IPs that fall in this range are "blacker than black". That is, they fall in the black range but in addition to that their probability figure is sufficiently high that we are willing to cut the scanning process short and base the scan result solely on the GBUdb result. This saves CPU cycles and increases throughput at the expense of some detail about the message contents.

By default, if a message comes through with an IP source in this range the message is truncated as soon as the source IP is identified and SNF will produce a 20 result code. This result code is unique to this mode. Filtering systems may want to treat messages differently when SNF tags them with this code either by translating the code to a different (probably higher) weight, or by disabling some later tests. All of these choices are, of course, a matter of system policy.

The Blindness Paradox (and how to get out of it)

As previously stated, messages from IPs in the other ranges continue to be scanned by SNF's pattern matching engine. Messages in the truncate range are not scanned however. This can create what is known as the blindness paradox.

The blindness paradox says that a spam filtering system may become so good at filtering out spam that it can no-longer see what spam looks like.

In order to prevent this, the truncate mode also has a "peek" setting that allows some fraction of truncated messages to be scanned in the normal way. This allows the pattern matching engine to "see" what kinds of messages are coming from the IP source and retrain the GBUdb - all be it at a slower rate than normal.

If an IP source in the truncate range suddenly becomes a source of good messages then the combination of re-training through the "peek" mechanism and regular GBUdb "condensation" will eventually force the IP back into the ordinary black range where all of it's messages will be evaluated by the SNF pattern matching engine.

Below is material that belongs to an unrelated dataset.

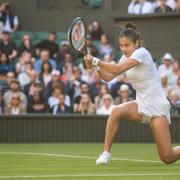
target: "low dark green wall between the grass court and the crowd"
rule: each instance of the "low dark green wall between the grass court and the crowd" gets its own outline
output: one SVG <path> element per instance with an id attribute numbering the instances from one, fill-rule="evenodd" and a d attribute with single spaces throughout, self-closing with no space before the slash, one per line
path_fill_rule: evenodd
<path id="1" fill-rule="evenodd" d="M 0 116 L 0 143 L 103 142 L 106 116 Z M 173 142 L 180 142 L 180 117 L 171 124 Z M 148 125 L 121 122 L 115 142 L 153 142 Z"/>

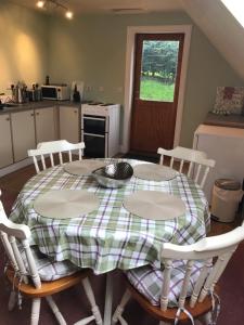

If the system administrator notices the change before the GBUdb then they can always use the SNFClient utility (or an SNF_XCI transaction) to immediately update their system.

Virtual Spam Traps

On the dark side of the blindness paradox it is possible that new kinds of spam may be coming from known bad message sources. We might otherwise never see these messages until they start coming from new, as yet unknown IPs in the form of leakage.

This is actually an opportunity in disguise. Since we have known bad message sources and we have a high confidence in that assessment we can randomly sample messages from these sources and if they are new to us (they do not match SNF pattern rules) then we can send those samples to special (virtual) spam traps for evaluation. This has many benefits:

For security reasons some systems may choose not to participate in the virtual spam trap program. For this reason it can easily be turned off without compromising the "peek" functionality that prevents the blindness paradox.